YEARENDER-What to look forward to in 2022
(This story corrects para 5 to make clear Djokovic has not disclosed if he is vaccinated)
By Karolos Grohmann
BERLIN (Reuters) - Next year will kick off with the Africa Cup of Nations on Jan. 9 with every major European league forced to release players from the continent to compete for their national teams despite ongoing domestic club competitions.
England's Premier League clubs alone are expected to release some 40 players, with Arsenal, Crystal Palace losing as many as four players while Liverpool are expected to be without three, including Egyptian Mo Salah and Senegalese Sadio Mane.
The tournament will be staged in Cameroon, a year after it was delayed due to COVID-19.
The Australian Open tennis tournament will then pick up the baton on Jan. 17. The biggest question hanging over the year's first Grand Slam is whether nine-time champion and world number one Novak Djokovic will compete for a record 21st Grand Slam.
Australian authorities have said only vaccinated players will be allowed entry while Djokovic, whose vaccination status is unclear, has declined to disclose if he is vaccinated.
The controversial Beijing 2022 Winter Olympics will follow on Feb. 4 with a diplomatic boycott by some western countries, including the United States and Britain, over China's human rights record already in place.
While Beijing has rejected these boycotts as pure politics, the Games will also need to handle the COVID-19 pandemic, the second Olympics to do so after the Tokyo Summer Games in July.
National Football League officials in the United States will be keeping their fingers crossed that the 2022 Super Bowl on Feb. 13 will attract a bigger audience than last year's 96.4 million viewers, the lowest figure since 2007.

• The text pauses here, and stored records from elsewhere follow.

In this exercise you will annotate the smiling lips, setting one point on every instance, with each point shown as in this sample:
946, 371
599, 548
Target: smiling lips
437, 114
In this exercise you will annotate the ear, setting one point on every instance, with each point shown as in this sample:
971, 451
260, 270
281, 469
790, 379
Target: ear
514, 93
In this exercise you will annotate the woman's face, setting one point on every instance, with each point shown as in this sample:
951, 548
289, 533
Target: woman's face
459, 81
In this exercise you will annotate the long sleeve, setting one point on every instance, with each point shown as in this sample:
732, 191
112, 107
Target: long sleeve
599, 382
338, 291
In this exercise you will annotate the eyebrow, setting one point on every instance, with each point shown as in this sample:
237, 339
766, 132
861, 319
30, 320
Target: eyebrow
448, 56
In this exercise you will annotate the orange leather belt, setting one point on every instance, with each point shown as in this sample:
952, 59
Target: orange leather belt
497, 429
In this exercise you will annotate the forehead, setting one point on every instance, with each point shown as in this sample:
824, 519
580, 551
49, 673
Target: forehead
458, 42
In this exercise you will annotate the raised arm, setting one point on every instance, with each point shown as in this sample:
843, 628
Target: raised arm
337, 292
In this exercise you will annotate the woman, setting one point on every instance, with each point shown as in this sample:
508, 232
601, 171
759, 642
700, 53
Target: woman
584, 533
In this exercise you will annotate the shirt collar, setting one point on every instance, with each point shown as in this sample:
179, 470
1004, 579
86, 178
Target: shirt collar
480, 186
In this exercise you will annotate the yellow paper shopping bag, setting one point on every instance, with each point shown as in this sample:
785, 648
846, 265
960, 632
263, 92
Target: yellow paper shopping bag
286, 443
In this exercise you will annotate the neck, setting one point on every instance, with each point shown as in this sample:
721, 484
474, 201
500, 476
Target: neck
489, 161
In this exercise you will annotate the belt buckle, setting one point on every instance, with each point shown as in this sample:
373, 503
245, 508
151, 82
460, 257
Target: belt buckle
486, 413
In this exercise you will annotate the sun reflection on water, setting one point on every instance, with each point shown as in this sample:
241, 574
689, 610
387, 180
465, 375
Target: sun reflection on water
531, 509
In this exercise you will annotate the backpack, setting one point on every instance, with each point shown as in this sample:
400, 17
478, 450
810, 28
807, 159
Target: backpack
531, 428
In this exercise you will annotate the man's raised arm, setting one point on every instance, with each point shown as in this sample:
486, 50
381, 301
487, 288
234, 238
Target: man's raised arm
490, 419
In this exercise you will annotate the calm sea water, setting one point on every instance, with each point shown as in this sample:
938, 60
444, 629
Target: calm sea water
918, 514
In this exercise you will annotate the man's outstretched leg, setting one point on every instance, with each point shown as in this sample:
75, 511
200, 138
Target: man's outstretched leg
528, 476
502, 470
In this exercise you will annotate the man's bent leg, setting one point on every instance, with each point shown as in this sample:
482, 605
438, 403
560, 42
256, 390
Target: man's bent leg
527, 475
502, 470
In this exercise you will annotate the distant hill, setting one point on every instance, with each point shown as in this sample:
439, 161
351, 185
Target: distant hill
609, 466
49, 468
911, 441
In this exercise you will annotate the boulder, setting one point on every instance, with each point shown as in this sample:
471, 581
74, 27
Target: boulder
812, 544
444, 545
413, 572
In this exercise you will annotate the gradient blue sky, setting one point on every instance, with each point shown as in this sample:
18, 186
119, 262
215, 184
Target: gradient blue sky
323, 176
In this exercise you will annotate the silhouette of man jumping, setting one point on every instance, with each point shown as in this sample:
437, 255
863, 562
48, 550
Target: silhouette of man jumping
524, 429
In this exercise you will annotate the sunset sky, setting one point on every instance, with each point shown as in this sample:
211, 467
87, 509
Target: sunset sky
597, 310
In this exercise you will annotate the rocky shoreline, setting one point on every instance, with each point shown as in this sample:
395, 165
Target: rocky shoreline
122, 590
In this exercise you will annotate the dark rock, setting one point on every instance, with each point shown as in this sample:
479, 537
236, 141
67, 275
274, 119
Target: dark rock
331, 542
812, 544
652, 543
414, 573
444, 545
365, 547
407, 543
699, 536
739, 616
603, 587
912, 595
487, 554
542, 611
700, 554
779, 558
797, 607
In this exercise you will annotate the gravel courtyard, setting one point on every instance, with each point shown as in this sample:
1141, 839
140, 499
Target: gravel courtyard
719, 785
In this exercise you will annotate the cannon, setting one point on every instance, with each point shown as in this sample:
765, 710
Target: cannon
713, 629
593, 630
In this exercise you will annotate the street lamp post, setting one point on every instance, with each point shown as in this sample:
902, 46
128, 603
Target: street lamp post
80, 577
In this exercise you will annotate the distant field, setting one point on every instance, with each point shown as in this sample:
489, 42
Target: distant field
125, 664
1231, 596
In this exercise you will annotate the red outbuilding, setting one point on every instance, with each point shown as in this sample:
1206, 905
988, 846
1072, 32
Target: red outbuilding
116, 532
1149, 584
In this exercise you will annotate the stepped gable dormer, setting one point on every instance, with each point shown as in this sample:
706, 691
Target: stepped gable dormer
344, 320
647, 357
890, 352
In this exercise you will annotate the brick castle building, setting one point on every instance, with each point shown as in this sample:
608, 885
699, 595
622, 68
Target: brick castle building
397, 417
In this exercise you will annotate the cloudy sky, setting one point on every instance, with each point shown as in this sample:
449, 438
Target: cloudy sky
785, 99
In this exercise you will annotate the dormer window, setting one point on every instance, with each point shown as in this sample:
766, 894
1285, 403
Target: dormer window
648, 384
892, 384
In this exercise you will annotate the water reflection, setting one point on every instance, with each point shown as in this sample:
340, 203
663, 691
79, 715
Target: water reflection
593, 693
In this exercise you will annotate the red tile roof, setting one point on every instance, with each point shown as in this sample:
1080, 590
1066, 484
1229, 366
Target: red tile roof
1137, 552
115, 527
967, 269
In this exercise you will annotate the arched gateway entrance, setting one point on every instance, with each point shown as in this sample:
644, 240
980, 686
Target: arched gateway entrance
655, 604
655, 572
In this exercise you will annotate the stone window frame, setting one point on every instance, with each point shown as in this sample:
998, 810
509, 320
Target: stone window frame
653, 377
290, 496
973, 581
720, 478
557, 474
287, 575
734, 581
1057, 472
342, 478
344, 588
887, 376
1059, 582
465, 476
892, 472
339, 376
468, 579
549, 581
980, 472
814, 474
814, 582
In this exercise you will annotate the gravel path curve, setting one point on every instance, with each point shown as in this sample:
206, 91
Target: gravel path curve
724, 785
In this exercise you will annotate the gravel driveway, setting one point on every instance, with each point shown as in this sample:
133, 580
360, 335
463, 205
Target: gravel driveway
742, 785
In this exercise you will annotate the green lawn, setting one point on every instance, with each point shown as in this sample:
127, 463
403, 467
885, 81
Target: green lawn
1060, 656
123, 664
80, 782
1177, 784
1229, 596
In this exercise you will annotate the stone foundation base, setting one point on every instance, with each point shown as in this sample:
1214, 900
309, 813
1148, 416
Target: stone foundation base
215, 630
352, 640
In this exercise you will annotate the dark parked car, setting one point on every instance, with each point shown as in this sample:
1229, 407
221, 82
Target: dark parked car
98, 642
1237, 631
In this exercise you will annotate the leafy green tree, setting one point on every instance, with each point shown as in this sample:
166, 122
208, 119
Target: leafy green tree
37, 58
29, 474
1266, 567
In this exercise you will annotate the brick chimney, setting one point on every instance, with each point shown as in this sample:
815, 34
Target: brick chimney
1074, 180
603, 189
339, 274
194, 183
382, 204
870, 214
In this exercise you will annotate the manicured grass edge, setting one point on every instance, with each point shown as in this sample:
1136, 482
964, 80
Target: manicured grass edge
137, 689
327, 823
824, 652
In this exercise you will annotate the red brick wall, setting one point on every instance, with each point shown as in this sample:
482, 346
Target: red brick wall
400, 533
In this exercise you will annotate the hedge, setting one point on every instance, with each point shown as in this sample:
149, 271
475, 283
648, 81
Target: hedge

The NFL is in the midst of an international expansion with other territories set to be awarded matches, including Germany.
The Champions League final is on May 28 and big spenders Paris St Germain and Manchester City will be hoping it is their time to shine after failing so far to lift the most important trophy in club football.
Current Premier League leaders City came close to the title this year, losing to Chelsea in the final while PSG, losing finalists in 2020, have brought in Argentine great Lionel Messi in a bid to land the trophy.
The 150th edition of the British Open, the oldest golf tournament in the world, will be held at St Andrews' Old Course from July 10-17 with organisers expecting a record crowd.
Among those wanting to play there is 15-time major winner Tiger Woods who has called it his favourite course in the world.
The best golfer of his generation was close to having his leg amputated after a car crash in Los Angeles in February.
The soccer World Cup in Qatar is already confirmed as one of the year's sporting highlights, with the Gulf state a target for human rights activists.
Many soccer fans are still fuming over the decision to award the tournament to a country with no football tradition and with a desert climate unsuitable for top-level competitive matches.
The weather has also forced a change of dates and the event will not be staged in the northern hemisphere's summer period due to the scorching heat in Qatar in those months.
Instead it will be held in November-December which means major football leagues must stop in October, two months after starting their seasons, and resume again in late December.